Dear Son Maruthu is a 1995 Indian Tamil language drama film directed by M. Solai Rajendran. The film stars Rahman, Sivakumar and Soundarya, with Siva, Roopa Sree, Manorama, Nassar, Srividya, Sudha and Delhi Ganesh playing supporting roles. It was released on 21 December 1995.

==Plot==

The film starts with Maruthu leaving jail. Maruthu was mistakenly sent to jail by the lawyer Raani for a crime that he did not commit. Raani, who feels guilty of sending an innocent man to jail, asks for forgiveness, but Maruthu refuses her pardon and asks her to love him. Maruthu and Raani then fall in love with each other. Maruthu has a younger brother named Ravi, and the two brothers run a dance class. Maruthu is a kindhearted person, whereas Ravi is a womanizer.

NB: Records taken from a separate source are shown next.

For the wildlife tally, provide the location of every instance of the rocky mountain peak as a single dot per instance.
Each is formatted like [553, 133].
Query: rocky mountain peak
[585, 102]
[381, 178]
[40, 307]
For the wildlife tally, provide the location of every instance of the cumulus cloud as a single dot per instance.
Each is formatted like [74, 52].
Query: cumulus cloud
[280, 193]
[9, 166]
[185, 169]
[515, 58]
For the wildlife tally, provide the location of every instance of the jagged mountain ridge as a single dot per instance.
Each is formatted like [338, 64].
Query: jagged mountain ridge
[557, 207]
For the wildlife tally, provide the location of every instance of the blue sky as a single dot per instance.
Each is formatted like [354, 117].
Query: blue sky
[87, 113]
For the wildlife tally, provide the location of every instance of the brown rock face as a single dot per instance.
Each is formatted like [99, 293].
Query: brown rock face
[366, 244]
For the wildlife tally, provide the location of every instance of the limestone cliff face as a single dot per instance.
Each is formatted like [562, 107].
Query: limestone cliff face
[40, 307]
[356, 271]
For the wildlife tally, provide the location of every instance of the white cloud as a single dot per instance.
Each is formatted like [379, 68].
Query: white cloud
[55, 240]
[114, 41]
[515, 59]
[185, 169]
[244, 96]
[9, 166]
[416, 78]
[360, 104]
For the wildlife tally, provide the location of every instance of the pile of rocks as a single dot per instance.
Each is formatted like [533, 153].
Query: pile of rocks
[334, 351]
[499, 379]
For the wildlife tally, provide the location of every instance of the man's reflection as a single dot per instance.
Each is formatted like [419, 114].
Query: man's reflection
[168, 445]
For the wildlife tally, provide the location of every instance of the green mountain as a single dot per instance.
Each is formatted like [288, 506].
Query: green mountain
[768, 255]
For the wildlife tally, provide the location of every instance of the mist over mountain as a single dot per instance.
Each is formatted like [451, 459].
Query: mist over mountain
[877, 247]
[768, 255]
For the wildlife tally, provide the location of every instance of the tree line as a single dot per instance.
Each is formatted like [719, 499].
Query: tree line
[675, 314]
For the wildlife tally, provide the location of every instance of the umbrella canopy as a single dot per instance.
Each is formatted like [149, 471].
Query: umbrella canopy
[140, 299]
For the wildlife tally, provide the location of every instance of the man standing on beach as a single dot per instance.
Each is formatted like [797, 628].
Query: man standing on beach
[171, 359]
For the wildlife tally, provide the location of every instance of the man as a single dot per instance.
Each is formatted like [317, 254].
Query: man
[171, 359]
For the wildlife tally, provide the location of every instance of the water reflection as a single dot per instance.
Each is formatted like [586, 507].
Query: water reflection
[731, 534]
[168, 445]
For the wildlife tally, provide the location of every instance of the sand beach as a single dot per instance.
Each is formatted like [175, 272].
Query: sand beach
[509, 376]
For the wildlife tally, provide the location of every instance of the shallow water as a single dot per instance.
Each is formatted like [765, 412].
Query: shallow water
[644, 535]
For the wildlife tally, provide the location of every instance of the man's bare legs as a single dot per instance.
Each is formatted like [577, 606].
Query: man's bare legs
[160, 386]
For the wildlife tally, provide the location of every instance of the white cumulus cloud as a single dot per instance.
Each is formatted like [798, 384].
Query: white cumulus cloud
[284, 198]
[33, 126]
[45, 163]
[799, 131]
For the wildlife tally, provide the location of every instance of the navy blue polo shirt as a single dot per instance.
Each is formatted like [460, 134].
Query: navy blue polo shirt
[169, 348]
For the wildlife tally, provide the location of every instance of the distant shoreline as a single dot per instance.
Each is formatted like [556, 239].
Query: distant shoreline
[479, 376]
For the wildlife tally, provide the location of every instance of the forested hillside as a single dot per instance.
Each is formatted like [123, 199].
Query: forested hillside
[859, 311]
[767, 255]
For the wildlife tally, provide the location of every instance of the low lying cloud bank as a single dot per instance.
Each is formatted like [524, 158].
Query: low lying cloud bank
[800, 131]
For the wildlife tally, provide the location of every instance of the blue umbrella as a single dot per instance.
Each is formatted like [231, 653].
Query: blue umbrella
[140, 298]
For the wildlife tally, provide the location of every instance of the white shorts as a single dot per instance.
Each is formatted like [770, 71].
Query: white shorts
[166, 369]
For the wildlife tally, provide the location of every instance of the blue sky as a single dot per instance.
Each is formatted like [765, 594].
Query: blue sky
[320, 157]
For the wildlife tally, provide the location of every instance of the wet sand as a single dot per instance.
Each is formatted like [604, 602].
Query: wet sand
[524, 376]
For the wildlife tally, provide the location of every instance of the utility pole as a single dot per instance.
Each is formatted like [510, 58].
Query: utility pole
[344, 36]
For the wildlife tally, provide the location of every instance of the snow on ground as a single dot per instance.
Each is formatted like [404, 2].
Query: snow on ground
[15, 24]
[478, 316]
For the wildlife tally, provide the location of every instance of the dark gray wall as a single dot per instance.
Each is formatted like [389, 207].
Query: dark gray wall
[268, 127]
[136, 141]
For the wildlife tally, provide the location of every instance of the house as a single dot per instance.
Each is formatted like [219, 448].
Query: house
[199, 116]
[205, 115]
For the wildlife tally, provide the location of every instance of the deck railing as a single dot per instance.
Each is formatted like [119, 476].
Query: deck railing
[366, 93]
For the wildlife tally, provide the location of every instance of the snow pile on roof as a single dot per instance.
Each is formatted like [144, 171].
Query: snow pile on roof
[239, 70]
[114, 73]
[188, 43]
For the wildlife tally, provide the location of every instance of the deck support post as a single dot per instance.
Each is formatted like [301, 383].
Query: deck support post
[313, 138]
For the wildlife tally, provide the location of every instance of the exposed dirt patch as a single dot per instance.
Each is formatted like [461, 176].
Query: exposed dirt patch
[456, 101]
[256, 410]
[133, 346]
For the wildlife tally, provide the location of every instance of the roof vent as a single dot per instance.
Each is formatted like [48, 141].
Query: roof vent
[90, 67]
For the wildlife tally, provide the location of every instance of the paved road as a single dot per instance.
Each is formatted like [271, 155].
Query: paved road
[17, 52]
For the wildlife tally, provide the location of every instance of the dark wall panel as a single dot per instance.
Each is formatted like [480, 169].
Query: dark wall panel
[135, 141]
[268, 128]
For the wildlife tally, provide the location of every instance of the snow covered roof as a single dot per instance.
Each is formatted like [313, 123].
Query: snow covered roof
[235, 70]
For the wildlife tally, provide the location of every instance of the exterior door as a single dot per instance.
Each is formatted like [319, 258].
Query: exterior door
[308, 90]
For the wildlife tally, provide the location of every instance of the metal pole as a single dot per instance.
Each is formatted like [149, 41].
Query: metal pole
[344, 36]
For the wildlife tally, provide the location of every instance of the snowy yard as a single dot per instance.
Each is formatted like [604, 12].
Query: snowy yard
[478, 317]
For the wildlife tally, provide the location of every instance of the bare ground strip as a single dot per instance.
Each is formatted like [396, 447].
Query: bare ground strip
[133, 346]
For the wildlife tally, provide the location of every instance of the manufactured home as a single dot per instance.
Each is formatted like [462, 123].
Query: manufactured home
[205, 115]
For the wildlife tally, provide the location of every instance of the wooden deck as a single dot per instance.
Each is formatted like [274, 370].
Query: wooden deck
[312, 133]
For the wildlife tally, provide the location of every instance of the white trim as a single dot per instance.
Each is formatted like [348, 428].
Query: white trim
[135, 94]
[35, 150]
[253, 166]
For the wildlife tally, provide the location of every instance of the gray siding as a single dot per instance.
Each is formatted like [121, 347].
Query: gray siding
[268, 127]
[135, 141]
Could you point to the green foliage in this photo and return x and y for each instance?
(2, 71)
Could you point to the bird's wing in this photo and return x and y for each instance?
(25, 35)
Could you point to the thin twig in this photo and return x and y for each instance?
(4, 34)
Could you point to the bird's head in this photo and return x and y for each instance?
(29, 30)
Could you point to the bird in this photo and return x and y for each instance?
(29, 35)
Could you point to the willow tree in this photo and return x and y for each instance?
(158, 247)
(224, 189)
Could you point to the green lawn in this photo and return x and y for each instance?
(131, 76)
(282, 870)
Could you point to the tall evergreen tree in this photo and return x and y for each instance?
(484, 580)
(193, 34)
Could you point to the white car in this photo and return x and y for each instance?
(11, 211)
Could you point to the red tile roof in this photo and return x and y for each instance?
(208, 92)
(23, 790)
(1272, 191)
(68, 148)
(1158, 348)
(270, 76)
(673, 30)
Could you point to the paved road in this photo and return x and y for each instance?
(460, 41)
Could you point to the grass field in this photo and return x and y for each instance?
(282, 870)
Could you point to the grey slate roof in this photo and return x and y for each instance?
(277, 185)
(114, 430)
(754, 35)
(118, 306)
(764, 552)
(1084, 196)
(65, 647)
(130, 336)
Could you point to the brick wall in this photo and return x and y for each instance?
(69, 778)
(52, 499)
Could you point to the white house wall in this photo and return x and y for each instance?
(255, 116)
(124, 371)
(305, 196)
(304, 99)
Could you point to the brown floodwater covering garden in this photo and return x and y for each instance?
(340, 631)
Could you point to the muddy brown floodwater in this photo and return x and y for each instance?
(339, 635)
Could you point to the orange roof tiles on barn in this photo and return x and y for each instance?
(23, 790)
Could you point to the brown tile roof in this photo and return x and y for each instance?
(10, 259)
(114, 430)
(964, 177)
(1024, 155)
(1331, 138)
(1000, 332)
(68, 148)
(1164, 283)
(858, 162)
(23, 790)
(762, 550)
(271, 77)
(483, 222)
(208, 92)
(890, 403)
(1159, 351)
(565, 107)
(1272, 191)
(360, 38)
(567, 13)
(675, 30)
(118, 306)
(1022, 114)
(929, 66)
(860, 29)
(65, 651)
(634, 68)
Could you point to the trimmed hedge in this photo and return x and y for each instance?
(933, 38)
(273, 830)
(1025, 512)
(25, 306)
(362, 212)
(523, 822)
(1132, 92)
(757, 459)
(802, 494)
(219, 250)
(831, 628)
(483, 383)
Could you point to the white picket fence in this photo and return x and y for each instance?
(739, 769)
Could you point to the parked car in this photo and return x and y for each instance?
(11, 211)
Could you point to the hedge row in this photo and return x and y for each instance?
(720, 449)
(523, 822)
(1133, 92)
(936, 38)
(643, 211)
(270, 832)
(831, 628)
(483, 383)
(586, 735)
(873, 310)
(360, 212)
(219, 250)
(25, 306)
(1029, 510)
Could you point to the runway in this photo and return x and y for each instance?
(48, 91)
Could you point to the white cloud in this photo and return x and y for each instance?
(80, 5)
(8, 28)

Maruthu then befriends Viswanathan, a popular neurosurgeon. Viswanathan lives with his wife Parvathi and brother Vijay, who is a strict police officer. Viswanathan lost his only son Ashok during the village festival many years back; after this incident, Parvathi became mentally ill. Parvathi has the habit to bring a stranger at home, thinking that he is her son Ashok.

Kaveri has a one-sided love with Ravi, but she is too shy to express it. After knowing it, Maruthu accepts her love and tells it to his brother. One day, Ravi tries to rape Kaveri at his home, but Maruthu saves her in time and severely hurts his brother in the head. Ravi then dies from a serious head injury. Viswanathan then advises Maruthu to run away.

Later, Viswanathan discovers that Ravi is his lost son Ashok. One day, Parvathi brings Maruthu at his home, thinking that he is Ashok. What transpires next forms the rest of the story.

==Soundtrack==

The soundtrack was composed by Deva. Old song Chinnachiru Kanmalar from Pathi Bakthi (1958) recreated for this movie.

| Song | Singer(s) | Lyrics | Duration |
| "Chinnanchiru" (male) | Krishnaraj | Pattukkottai Kalyanasundaram | 3:26 |
| "Chinnanchiru" (female) | K. S. Chithra | 3:21 |
| "Kaatril Midhanthadhu" | S. Janaki | Vairamuthu | 3:50 |
| "Malaikaathu" | Mano, Swarnalatha | 4:42 |
| "Malarodu Nilavu" | P. Unnikrishnan, K. S. Chithra | Piraisoodan | 5:06 |
| "Poovizhi Vaasalile" | Mano | 5:01 |

==Reception==
The Hindu wrote, "In spite of mounting evidence of the youth's involvement in a murder the doctor defends him. This ideal situation of conflicting viewpoints and clash of emotions have been fairly translated on the screen by director M. Solai Rajendran, son of well-known playwright Solamalai, in Madans Movie Creations, Dear Son Maruthu".